Presi le chiavi dal mazzo. Ne staccai una e la lasciai sul mobile all’ingresso.

«Questa è per voi. Io non ne avrò più bisogno.»


L’ascensore scese piano, carico degli ultimi scatoloni. Quando le porte si aprirono nell’androne, Roberto alzò lo sguardo dal banco.

«Tutto fatto?» chiese.

«Tutto fatto» risposi.

«Allora buona fortuna, Rosalinda» disse con serietà. «Era ora.»

Uscii dal portone nel sole del mattino. La mia macchina era già stata caricata con una borsa di vestiti, i documenti importanti e la scatolina con le perle.

Il navigatore segnava la strada per Malpensa.

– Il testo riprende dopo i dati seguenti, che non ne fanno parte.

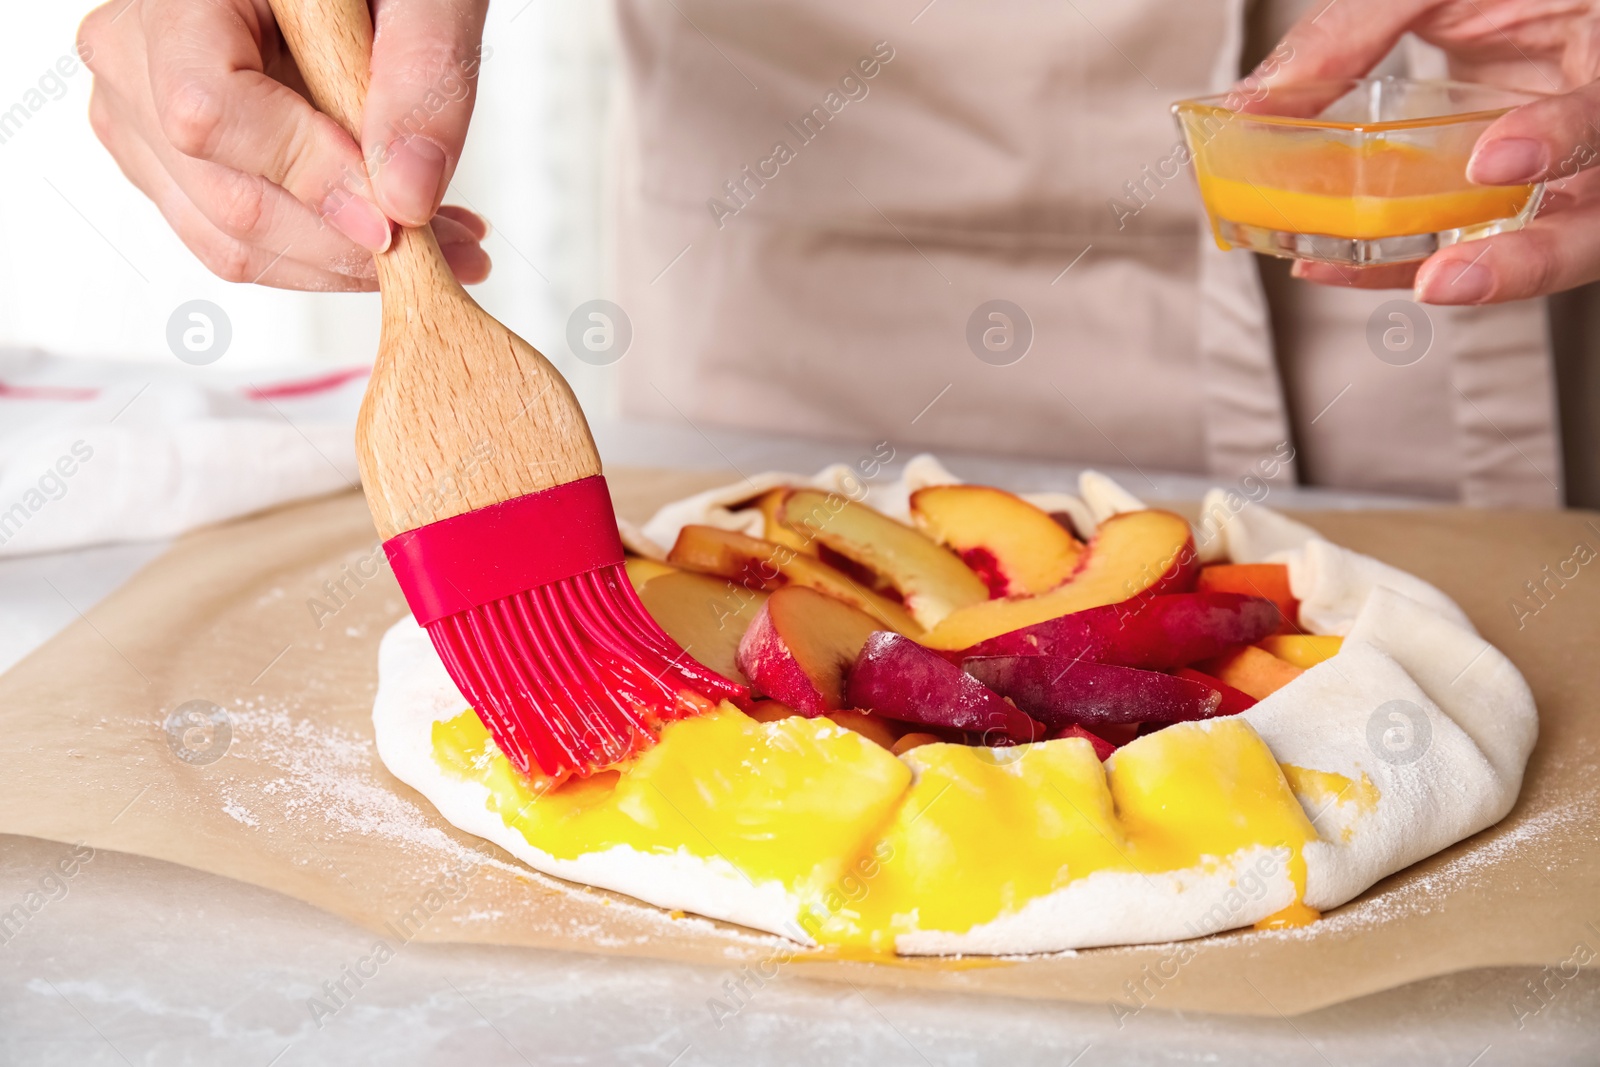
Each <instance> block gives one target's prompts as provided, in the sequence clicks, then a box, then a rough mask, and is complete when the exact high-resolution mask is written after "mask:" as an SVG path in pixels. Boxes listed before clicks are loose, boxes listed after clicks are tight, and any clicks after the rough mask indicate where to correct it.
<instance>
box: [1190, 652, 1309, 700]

Il telefono non smise di vibrare per tutto il tragitto. Chiamate di Giulio, di Gabriella, di Lorenzo, perfino di Eleanora, la madre di Giulio. Li lasciai andare tutti in segreteria.

Solo quando mi sedetti nella sala d’attesa dell’aeroporto, con un bicchiere di spumante in mano e il biglietto per Singapore già nel portafoglio, mi decisi ad ascoltarli.

Il primo messaggio di Giulio aveva il tono di sempre:

«Rosalinda, questo è ridicolo. Richiamami subito, mettiamo a posto le cose come persone adulte.»

Il terzo era già diverso:

«Non puoi lasciarci senza niente. Parliamo, ti prego. Possiamo trovare un compromesso.»